We’re also told there was no new breach of Dropbox systems.
It seems strange as well after a massive leak of LinkedIn credentials this year, also from 2012 following that now we have this. Also 4 years later, and also a HUGE cache of details.
Coincidence? Maybe, perhaps the same perpetrators, but I don’t know there would be any reason or value generation from releasing these 4 year old dumps of credentials.
The Register’s conversation with Hunt operator of HaveIBeenPwned and security educator bears that out to a degree, since while Hunt has identified his pre-2012 user ID in the list, the author’s post-2012 account is not in the 60 million records.
Hunt is currently preparing the data to load into HaveIBeenPwned, but believes it’s unlikely that anyone’s going to recover passwords anytime soon.

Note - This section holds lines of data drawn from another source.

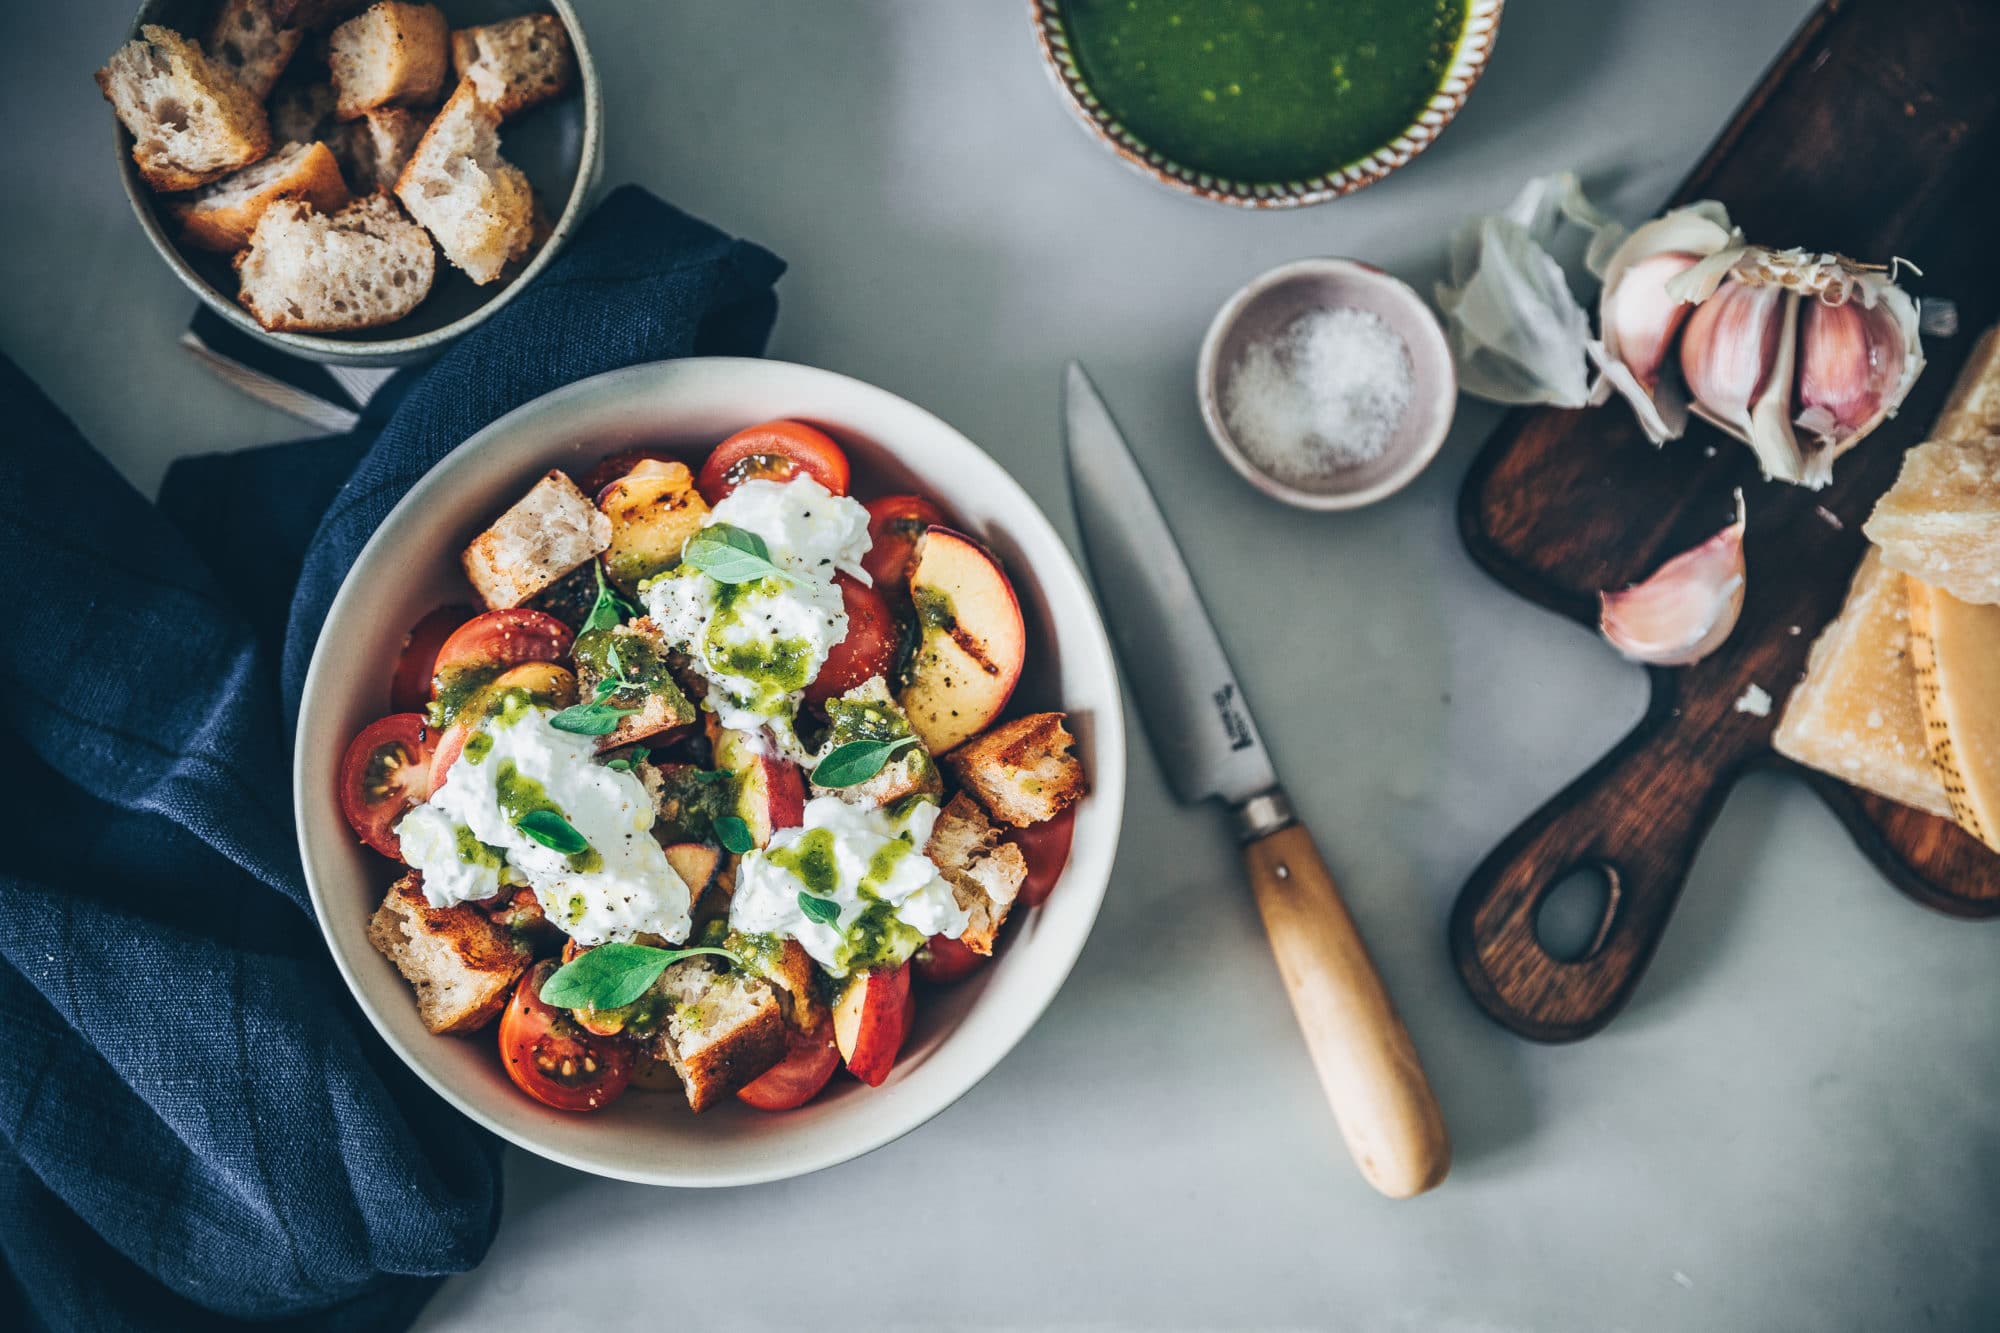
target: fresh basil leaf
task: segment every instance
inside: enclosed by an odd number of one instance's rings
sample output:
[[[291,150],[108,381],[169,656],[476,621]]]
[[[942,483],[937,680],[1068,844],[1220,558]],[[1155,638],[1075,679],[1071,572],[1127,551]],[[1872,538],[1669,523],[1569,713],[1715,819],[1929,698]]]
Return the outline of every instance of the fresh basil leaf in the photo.
[[[792,576],[771,560],[771,548],[754,532],[716,523],[688,538],[681,563],[692,565],[717,583],[755,583],[758,579]]]
[[[697,768],[688,776],[696,782],[727,782],[736,775],[726,768]]]
[[[604,645],[604,660],[611,664],[612,675],[621,681],[625,679],[625,664],[618,660],[617,644],[607,643]]]
[[[741,856],[757,845],[750,836],[750,826],[735,815],[717,815],[713,827],[715,840],[722,844],[722,850],[726,852]]]
[[[840,920],[840,904],[831,898],[815,898],[804,889],[799,890],[799,910],[822,926],[830,926]]]
[[[618,719],[642,711],[638,708],[613,708],[607,703],[571,704],[550,718],[549,725],[572,736],[609,736],[618,730]]]
[[[591,603],[590,614],[584,618],[585,633],[594,629],[610,629],[626,616],[635,614],[632,604],[605,582],[604,562],[597,561],[594,567],[597,571],[597,600]]]
[[[618,693],[618,687],[624,683],[616,676],[606,676],[603,680],[598,681],[597,688],[591,691],[590,701],[594,704],[603,703],[606,699]]]
[[[613,773],[630,773],[632,771],[632,761],[622,754],[616,759],[605,760],[604,766]]]
[[[552,852],[574,856],[590,850],[590,839],[553,810],[530,810],[514,821],[514,827]]]
[[[647,944],[600,944],[563,964],[542,983],[542,1003],[559,1009],[622,1009],[660,973],[697,954],[734,957],[722,949],[655,949]]]
[[[866,782],[898,753],[916,743],[915,736],[898,736],[893,741],[849,741],[837,745],[833,753],[814,766],[813,786],[853,787]]]

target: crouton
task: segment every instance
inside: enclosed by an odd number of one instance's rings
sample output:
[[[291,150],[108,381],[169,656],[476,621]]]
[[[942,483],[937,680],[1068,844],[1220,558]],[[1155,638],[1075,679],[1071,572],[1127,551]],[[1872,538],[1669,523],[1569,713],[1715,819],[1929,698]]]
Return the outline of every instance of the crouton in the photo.
[[[271,0],[271,17],[288,28],[324,28],[367,4],[368,0]]]
[[[1083,764],[1061,713],[1030,713],[975,736],[944,765],[1003,824],[1054,819],[1083,795]]]
[[[329,138],[335,128],[333,85],[326,80],[287,78],[271,94],[273,142],[311,143],[324,139],[334,149],[334,156],[339,157],[339,146]]]
[[[372,329],[416,309],[436,272],[430,238],[386,195],[338,213],[280,199],[236,256],[236,299],[273,331]]]
[[[346,207],[347,182],[325,144],[286,144],[262,162],[176,201],[168,211],[180,223],[182,241],[230,253],[250,244],[258,219],[280,199],[301,199],[323,213]]]
[[[768,983],[718,971],[704,956],[675,963],[657,984],[668,1007],[654,1053],[681,1076],[692,1109],[707,1110],[784,1058],[784,1014]]]
[[[257,95],[171,28],[140,28],[97,71],[97,86],[155,190],[199,189],[271,151]]]
[[[591,568],[593,563],[586,560],[530,597],[524,605],[547,612],[573,630],[582,630],[584,622],[590,619],[591,608],[597,605],[597,573]]]
[[[889,693],[888,682],[872,676],[838,699],[829,699],[826,715],[831,725],[821,747],[824,759],[850,741],[897,741],[913,733],[910,719]],[[849,805],[884,806],[906,796],[942,796],[944,778],[923,742],[899,751],[882,766],[882,771],[866,782],[851,787],[822,787],[813,784],[814,796],[838,796]]]
[[[378,106],[421,106],[444,88],[451,28],[436,5],[381,0],[333,30],[333,114],[356,120]]]
[[[368,922],[368,942],[417,992],[432,1032],[472,1032],[507,1007],[533,961],[514,936],[476,907],[432,907],[412,871],[389,887]]]
[[[500,156],[499,128],[499,111],[462,80],[396,182],[396,196],[445,258],[482,285],[535,243],[535,194]]]
[[[271,0],[222,0],[202,49],[258,98],[271,95],[305,32],[279,24]]]
[[[429,117],[406,106],[378,106],[342,125],[328,141],[357,190],[393,190],[424,137]]]
[[[451,35],[453,77],[471,79],[504,120],[569,91],[569,33],[554,14],[522,14]]]
[[[832,1017],[819,993],[819,969],[795,939],[731,934],[723,947],[743,955],[751,971],[778,992],[785,1022],[800,1032],[816,1032]]]
[[[576,679],[582,697],[613,708],[638,710],[619,718],[617,729],[609,735],[599,736],[598,749],[615,750],[700,720],[701,714],[667,669],[668,651],[659,626],[645,616],[587,632],[578,641]],[[630,685],[610,685],[609,692],[600,698],[600,689],[621,679]]]
[[[602,488],[597,507],[611,520],[604,572],[628,593],[680,564],[681,548],[708,517],[708,501],[695,489],[687,464],[657,458],[642,459]]]
[[[610,540],[611,520],[569,474],[551,468],[465,548],[465,576],[489,610],[519,606]]]
[[[972,914],[960,941],[974,953],[992,953],[993,941],[1028,877],[1021,849],[1000,841],[1000,831],[978,802],[959,792],[939,812],[924,855],[951,885],[958,905]]]

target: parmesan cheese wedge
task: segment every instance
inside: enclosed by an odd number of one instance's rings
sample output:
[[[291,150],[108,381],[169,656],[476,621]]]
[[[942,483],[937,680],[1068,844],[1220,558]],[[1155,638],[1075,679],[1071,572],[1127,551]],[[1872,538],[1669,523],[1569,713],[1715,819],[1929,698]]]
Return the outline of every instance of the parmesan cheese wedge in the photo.
[[[1871,547],[1846,605],[1813,644],[1771,743],[1842,782],[1949,816],[1917,706],[1903,583]]]
[[[1907,582],[1910,660],[1931,761],[1952,818],[2000,851],[2000,606]]]

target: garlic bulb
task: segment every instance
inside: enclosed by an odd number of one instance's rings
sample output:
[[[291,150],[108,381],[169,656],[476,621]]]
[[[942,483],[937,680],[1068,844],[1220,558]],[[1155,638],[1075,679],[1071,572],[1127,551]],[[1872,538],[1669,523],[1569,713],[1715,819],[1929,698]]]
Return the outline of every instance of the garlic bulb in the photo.
[[[1674,339],[1694,307],[1668,284],[1718,251],[1739,246],[1729,211],[1712,200],[1677,208],[1626,237],[1602,266],[1598,341],[1591,359],[1603,379],[1598,400],[1617,389],[1654,444],[1687,429],[1687,399],[1668,365]]]
[[[1720,648],[1743,612],[1747,519],[1738,491],[1734,523],[1644,582],[1599,594],[1599,632],[1632,661],[1651,666],[1686,666]]]

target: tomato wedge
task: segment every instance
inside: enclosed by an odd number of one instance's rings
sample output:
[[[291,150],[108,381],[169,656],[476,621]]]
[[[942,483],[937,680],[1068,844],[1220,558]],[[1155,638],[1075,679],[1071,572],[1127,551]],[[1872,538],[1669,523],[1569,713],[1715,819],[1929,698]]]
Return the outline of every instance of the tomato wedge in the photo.
[[[974,953],[971,946],[956,935],[933,935],[910,959],[910,970],[916,973],[918,981],[933,986],[949,986],[977,972],[979,965],[985,961],[985,955]]]
[[[542,983],[555,970],[555,960],[545,958],[521,978],[500,1016],[500,1059],[536,1101],[558,1111],[595,1111],[632,1081],[632,1048],[592,1037],[542,1003]]]
[[[861,567],[884,597],[907,598],[917,538],[931,524],[943,523],[944,511],[921,495],[885,495],[870,500],[867,509],[869,547]]]
[[[340,812],[384,856],[401,859],[396,822],[430,795],[434,739],[422,713],[392,713],[363,727],[340,758]]]
[[[575,632],[546,611],[514,606],[474,616],[438,649],[431,675],[434,716],[451,721],[500,672],[523,662],[560,662],[575,642]]]
[[[832,1022],[822,1018],[816,1032],[785,1029],[785,1058],[736,1091],[736,1100],[760,1111],[790,1111],[819,1095],[840,1068],[840,1047]]]
[[[1016,899],[1019,906],[1040,907],[1048,900],[1049,891],[1069,864],[1069,844],[1075,833],[1075,806],[1044,823],[1007,831],[1007,841],[1019,847],[1028,862],[1028,877],[1021,882]]]
[[[396,674],[389,681],[389,707],[398,713],[421,713],[431,701],[431,677],[437,674],[438,649],[460,625],[478,612],[469,606],[440,606],[419,620],[403,640]]]
[[[896,617],[873,588],[845,574],[833,576],[847,611],[847,636],[828,650],[819,674],[806,686],[807,703],[825,703],[870,676],[887,676],[896,662]]]
[[[612,482],[630,472],[644,462],[671,463],[674,455],[665,449],[624,449],[611,455],[590,470],[583,479],[583,493],[597,495]]]
[[[715,504],[746,481],[790,481],[800,473],[847,494],[847,455],[831,435],[803,421],[767,421],[716,445],[695,485]]]

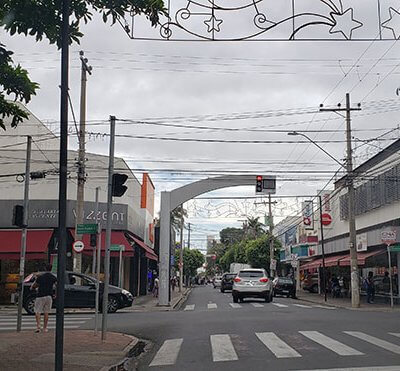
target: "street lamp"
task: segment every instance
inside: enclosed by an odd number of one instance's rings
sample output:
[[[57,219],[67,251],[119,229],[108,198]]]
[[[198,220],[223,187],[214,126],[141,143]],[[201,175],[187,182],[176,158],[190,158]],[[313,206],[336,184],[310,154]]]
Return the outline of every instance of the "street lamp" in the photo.
[[[313,141],[308,135],[299,133],[298,131],[291,131],[287,133],[288,135],[300,135],[304,138],[306,138],[310,143],[314,144],[317,146],[322,152],[324,152],[326,155],[328,155],[333,161],[335,161],[337,164],[340,165],[340,167],[344,168],[344,165],[341,164],[336,158],[334,158],[329,152],[327,152],[325,149],[323,149],[318,143]],[[320,229],[321,229],[321,252],[322,252],[322,271],[324,275],[324,296],[325,296],[325,301],[327,301],[327,295],[326,295],[326,267],[325,267],[325,244],[324,244],[324,225],[322,223],[322,197],[321,195],[318,196],[319,198],[319,222],[320,222]]]

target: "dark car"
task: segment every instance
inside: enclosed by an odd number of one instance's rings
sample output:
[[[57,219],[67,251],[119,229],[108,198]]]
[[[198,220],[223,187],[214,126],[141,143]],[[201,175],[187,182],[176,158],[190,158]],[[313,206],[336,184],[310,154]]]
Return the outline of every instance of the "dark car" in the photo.
[[[225,290],[232,290],[233,280],[236,277],[236,273],[224,273],[221,280],[221,292]]]
[[[318,292],[318,274],[309,274],[301,283],[303,290],[317,293]]]
[[[274,283],[274,296],[284,295],[292,298],[296,297],[296,286],[291,278],[276,277]]]
[[[31,290],[31,286],[40,273],[32,273],[24,280],[24,296],[22,305],[28,314],[34,314],[36,290]],[[54,274],[55,275],[55,274]],[[85,274],[66,272],[65,276],[65,308],[94,308],[96,304],[96,282],[93,277]],[[104,284],[99,285],[99,303],[103,300]],[[56,306],[53,300],[53,308]],[[109,286],[108,294],[108,313],[114,313],[118,309],[130,307],[133,303],[133,295],[124,289],[116,286]]]

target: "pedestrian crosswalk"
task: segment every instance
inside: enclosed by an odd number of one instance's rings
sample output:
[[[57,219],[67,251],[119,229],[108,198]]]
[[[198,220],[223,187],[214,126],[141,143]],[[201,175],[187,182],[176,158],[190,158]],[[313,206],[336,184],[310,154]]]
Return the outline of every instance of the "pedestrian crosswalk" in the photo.
[[[196,305],[196,304],[188,304],[184,307],[184,311],[194,311],[194,310],[215,310],[215,309],[225,309],[225,308],[233,308],[233,309],[243,309],[243,308],[264,308],[264,307],[270,307],[273,306],[274,308],[302,308],[302,309],[311,309],[311,308],[316,308],[316,309],[327,309],[327,310],[335,310],[337,308],[335,307],[329,307],[327,305],[305,305],[305,304],[296,304],[296,303],[291,303],[291,304],[282,304],[282,303],[257,303],[257,302],[245,302],[242,304],[239,303],[222,303],[222,304],[217,304],[217,303],[211,303],[209,302],[207,305]],[[294,309],[294,308],[293,308]]]
[[[70,314],[64,316],[64,328],[65,329],[77,329],[83,324],[93,319],[93,315],[78,315]],[[41,327],[43,327],[43,316],[41,318]],[[56,316],[51,315],[49,317],[48,329],[52,330],[56,328]],[[13,331],[17,328],[17,316],[16,315],[2,315],[0,316],[0,331]],[[36,320],[34,316],[22,316],[22,330],[34,330],[36,329]]]
[[[394,341],[396,341],[398,335],[398,333],[389,332],[387,334],[381,334],[381,337],[393,336],[393,339],[395,339]],[[343,340],[343,336],[345,336],[345,340]],[[337,340],[338,337],[341,341]],[[384,349],[394,354],[400,354],[399,345],[395,344],[395,342],[392,343],[384,340],[381,337],[375,337],[358,331],[343,331],[336,335],[327,335],[319,331],[298,331],[296,334],[256,332],[250,339],[242,339],[238,335],[213,334],[209,337],[209,345],[205,344],[205,342],[202,342],[202,344],[204,344],[205,347],[211,347],[210,359],[208,361],[212,362],[240,360],[241,351],[247,348],[246,342],[249,343],[249,346],[252,344],[252,348],[254,348],[254,338],[258,339],[262,345],[262,349],[266,352],[264,354],[266,358],[290,359],[308,356],[309,349],[312,349],[309,346],[310,341],[315,343],[317,347],[325,348],[326,351],[333,352],[343,357],[365,356],[367,354],[365,349],[369,349],[368,354],[374,355],[377,352],[377,348]],[[354,342],[354,338],[358,340],[356,343]],[[150,363],[150,367],[174,365],[176,362],[179,362],[179,356],[184,342],[185,340],[183,338],[165,340],[156,352]],[[351,342],[352,346],[346,344],[346,342]],[[189,340],[188,343],[190,344]],[[365,348],[365,343],[372,345],[372,347]],[[362,348],[365,353],[356,349],[357,347]],[[314,347],[314,349],[315,352],[320,352],[319,348]],[[246,354],[245,357],[248,358],[248,354]],[[202,362],[206,361],[207,360],[202,359]]]

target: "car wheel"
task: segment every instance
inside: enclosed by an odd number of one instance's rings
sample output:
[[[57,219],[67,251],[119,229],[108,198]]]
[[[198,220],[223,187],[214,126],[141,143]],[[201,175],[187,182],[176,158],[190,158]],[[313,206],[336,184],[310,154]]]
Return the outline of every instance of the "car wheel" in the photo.
[[[233,302],[237,303],[239,301],[239,298],[237,297],[237,295],[233,295]]]
[[[108,298],[108,313],[115,313],[119,308],[118,300],[115,296],[110,296]]]
[[[271,301],[271,295],[270,293],[268,293],[267,295],[265,295],[265,302],[269,303]]]
[[[24,309],[26,311],[26,313],[32,315],[35,314],[35,297],[34,296],[30,296],[25,304],[24,304]]]
[[[316,294],[318,292],[318,285],[313,285],[310,290],[312,293]]]
[[[222,293],[224,293],[224,292],[225,292],[225,290],[224,290],[222,287],[221,287],[221,292],[222,292]]]
[[[274,301],[274,294],[271,294],[270,301],[271,301],[271,302]]]

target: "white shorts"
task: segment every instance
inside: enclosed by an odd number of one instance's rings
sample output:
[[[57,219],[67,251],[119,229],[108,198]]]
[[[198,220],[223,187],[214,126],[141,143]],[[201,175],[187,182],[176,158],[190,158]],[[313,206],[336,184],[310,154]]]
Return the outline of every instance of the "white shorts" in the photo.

Testing his own password against the bcrypt hash demonstrates the file is real, Hunt said, although a definitive date is hard to prove.
The four files Hunt obtained extract to a bit more than 4.7 GB, he said, and while there’s 2.21 GB of SHA hashes, even those might pose a problem for an attacker, since they’re salted the attacker would need the salts to decrypt the hashes.
The files have been validated as real, as the company themselves have confirmed it and it’s been independently validated by security researchers.
I’m not sure if any real harm is going to come from this, or it’s just another flash in the pan. I’d be more interested in reading a forensic analysis of how the intruders got hold of the credentials.
But as we know, that kind of stuff is NEVER forthcoming.